Добавьте к этому, что, коль скоро предприятие было автомобильным, у отца была персональная легковушка – такой же задрипанный «газик», драндулет, как в Монголии, и персональный водитель, только уже не расконвоированный заключенный, как там, а военнопленный немец, тоже, кстати, расконвоированный, – Вилли Кнеч, в число обязанностей которого входило возить меня в Калинин в школу, коль скоро никаких других видов пассажирского транспорта не существовало. Судя по тому, что ездили мы с ним в город вдвоем, режим у него был действительно свободный.
По-русски он говорил всего несколько слов. Шесть из них он повторял особенно часто: «Ой, Борис, глава (с ударением на первом слоге) болит. Не знаешь почему (без вопроса)».
Я как мог утешал его на моем от Марии Исааковны немецком. Запомнился еще один немец. В отличие от подтянутого, сухопарого, всегда аккуратно выбритого Вилли он являл собой жалкое зрелище: рыхлость фигуры, неопрятность всегда заросшего лица, суетливость в манерах усугублялись неряшливостью одежды, коей, как и Вилли, служила ему донашиваемая унтер-офицерская форма.

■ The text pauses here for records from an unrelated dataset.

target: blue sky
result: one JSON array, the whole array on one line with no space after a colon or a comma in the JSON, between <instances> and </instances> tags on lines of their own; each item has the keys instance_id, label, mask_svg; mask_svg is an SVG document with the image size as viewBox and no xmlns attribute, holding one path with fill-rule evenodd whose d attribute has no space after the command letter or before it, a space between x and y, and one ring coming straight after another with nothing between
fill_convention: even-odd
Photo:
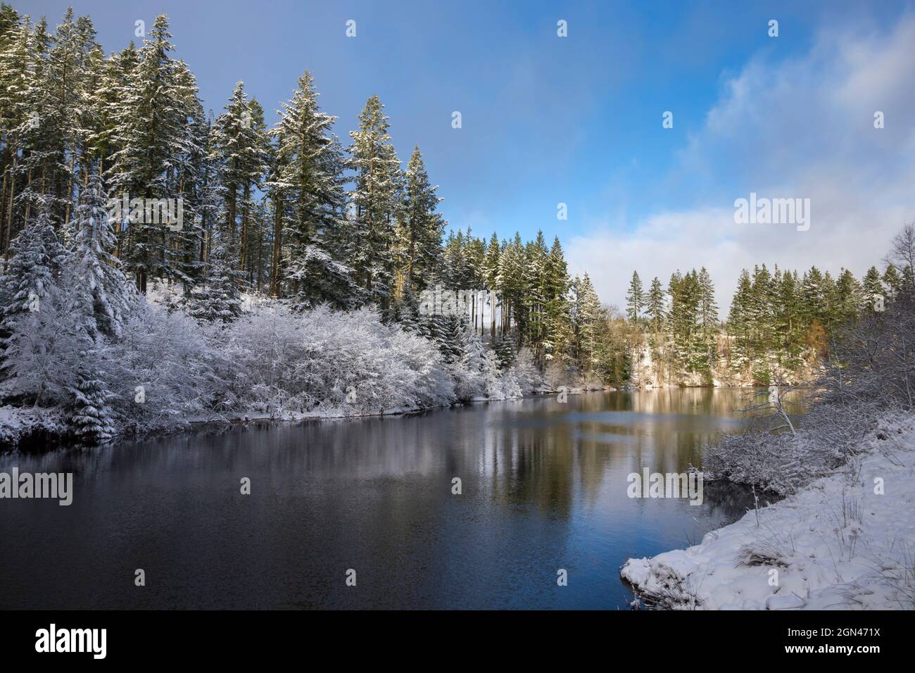
<instances>
[{"instance_id":1,"label":"blue sky","mask_svg":"<svg viewBox=\"0 0 915 673\"><path fill-rule=\"evenodd\" d=\"M915 61L899 62L915 56L910 3L13 1L52 25L68 4L106 51L133 38L136 19L167 14L216 113L242 80L273 122L308 69L346 144L377 92L401 158L420 145L452 226L558 235L608 302L633 268L666 281L708 266L722 300L753 262L861 272L915 219L879 175L913 168ZM882 136L872 110L887 114ZM733 201L750 190L813 197L811 231L736 230Z\"/></svg>"}]
</instances>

Да и функции были у него обыденные – убирать поутру в доме. То ли ему это поручили в силу его неприглядной внешности, то ли само это поручение так повлияло на его облик.
Однажды, обнаружив, что все пространство дверной коробки, ведущей на кухню, перегорожено его объемистым афедроном, обтянутым грязно-зелеными галифе, я в шутку толкнул его слегка коленом в зад, он испуганно выпрямился, и я увидел, что в руках у него ведро для кухонных отходов, а на мокрой физиономии прилипли картофельные очистки и масляные обертки. Не припомню, чтобы он очень уж смутился. Но на следующий день, прежде чем взяться за работу, он вытащил из накладного кармана френча, слегка приведенного по этому случаю в порядок, стопку фотографий.
– Я, – говорил он матери и мне, тыча себя пальцем в грудь, – гросс-капиталист. А это – моя семья. Мои фервандте, то есть родные.
Вот он сам, но какой!.. Прилизанные, на пробор волосы, выпученные глаза, круглые щечки, бравая щетинка усов, бабочка под увесистым подбородком… Под стать ему жена, пухлая ухоженная фрау с шестимесячной завивкой, и такие же, в бантах и локонах, детки, не помню уж, сколько их там было.